Huey, to me, seems like that friend of your parents who, rather than settling down and starting a family, kept playing in a band. He is under-dressed when your parents have parties, starts drinking earlier and is the only one who swears in front of you.

I guess it just happens to be that his band put out two of the biggest albums of the 80's.

I'm also a sucker for big bands. I fucking love that every Motown track has a huge band on it, which in turn makes the songs sound big. Or Bruce Springsteen, how much does the E-Street Band add over a traditional two guitars, bass and drums outfit? Come to think of it, Huey Lewis and the News is almost a corny 80's version of 70's Bruce, just with less good lyrics. I don't mean to say that his lyrics are bad, because they are actually better than you would think, but c'mon, it's The Boss.

What I was trying to get at in the last paragraph is that I appreciate that everyone in the News plays their instrument. I know that sounds dumb, but bear with me. The News was assembled by combining Clover and another San Francisco band Soundhole. They're almost like a collection of session musicians, but not quite. I guess that I've just grown accustomed to the punk ethos of starting a band no matter if you play an instrument or not, but the fact that everyone in The News is good at their instrument and plays one instrument in particular adds a lot to the music. The basslines are good (dude, I fucking love the bass playing in Huey Lewis and the News) are good because he's only concerned with writing bass, not with anything else in the band.

I hope that this video will maybe illustrate some of what I'm trying to say:


First of all, can everyone please note how good of a live singer Huey Lewis is? Also, how tight the band is.

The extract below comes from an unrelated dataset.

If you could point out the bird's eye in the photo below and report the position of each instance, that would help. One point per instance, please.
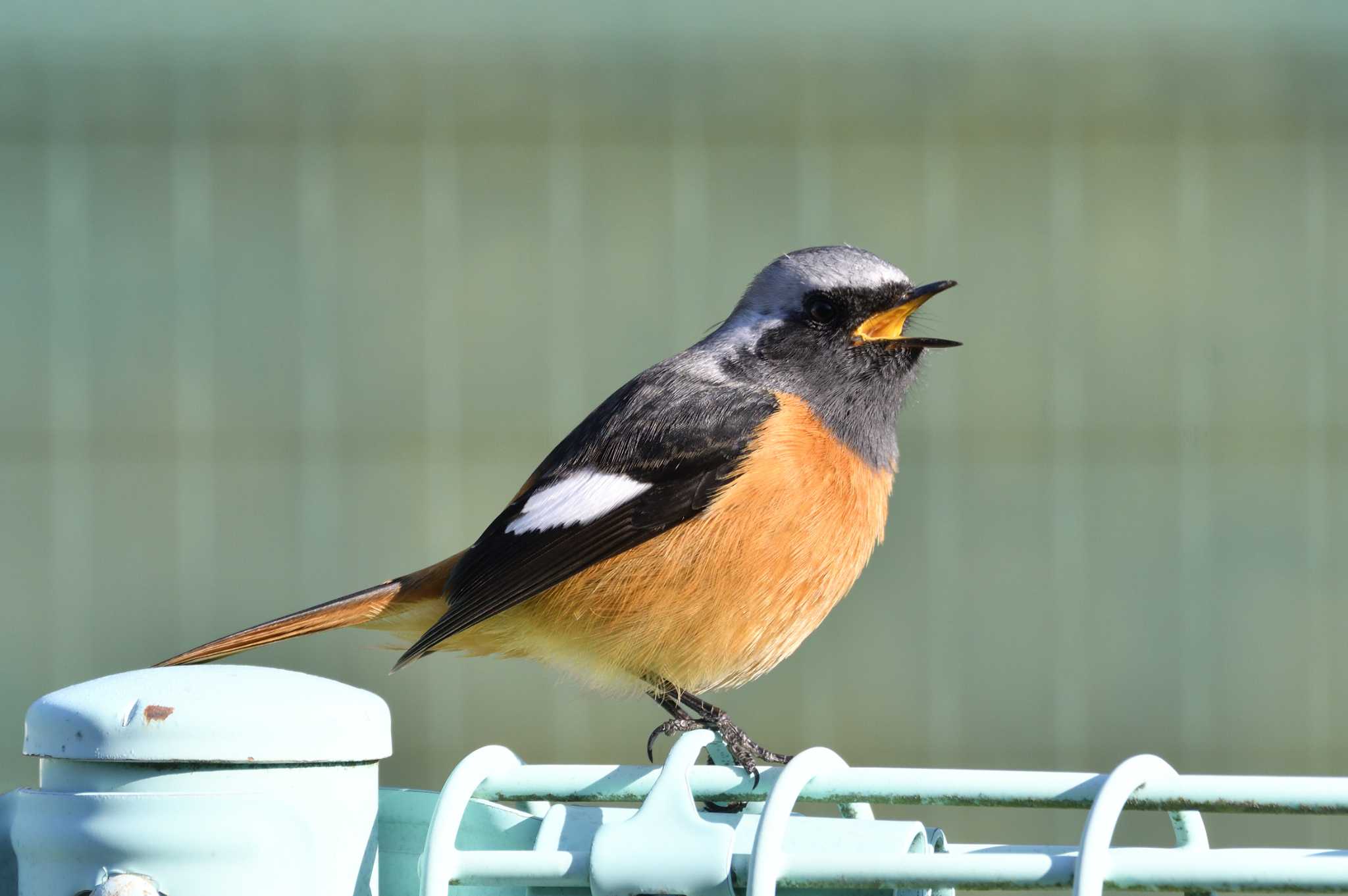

And man, what a fucking good song.

That video, being from 1987, represents Huey Lewis and the News when they were at the height of their popularity as it probably comes the Fore! world tour. Look how big the set up and band is. Fucking 11 members. They also clearly know exactly how to market themselves. They make themselves seem like everyman, working, lifer musicians by having Huey come out in a plaid shirt, but they're anything but. They are huge pop stars touring on an album that went to number 1 in four countries and sold 5 million copies. That images works for them though and I fucking love it.

The inverse is that they actually are like that and titled their biggest album Sports because they love sports, which would be just tremendous.

Like The Hold Steady, I have a sneaking suspicion that Huey Lewis might actually be a cool guy and lifer musician, which I always appreciate. Look at this article, again from the AV Club, sorry for going overboard on links from them, where he speaks about the importance of live music versus recorded music at sporting events. Not only do wholeheartedly agree with what he's saying and get funny feelings in my chest at him describing the organic sounds of a baseball game, but "live bands are culturally valuable in that they connect a team to a local music community in a real way"? That's just a great statement.

He just seems to come off as really humble most of the time, which I suppose is something that is always attractive in pop starts.

I can't believe how much I have come to like Huey Lewis and the News in the lasts three days. Who would have thought?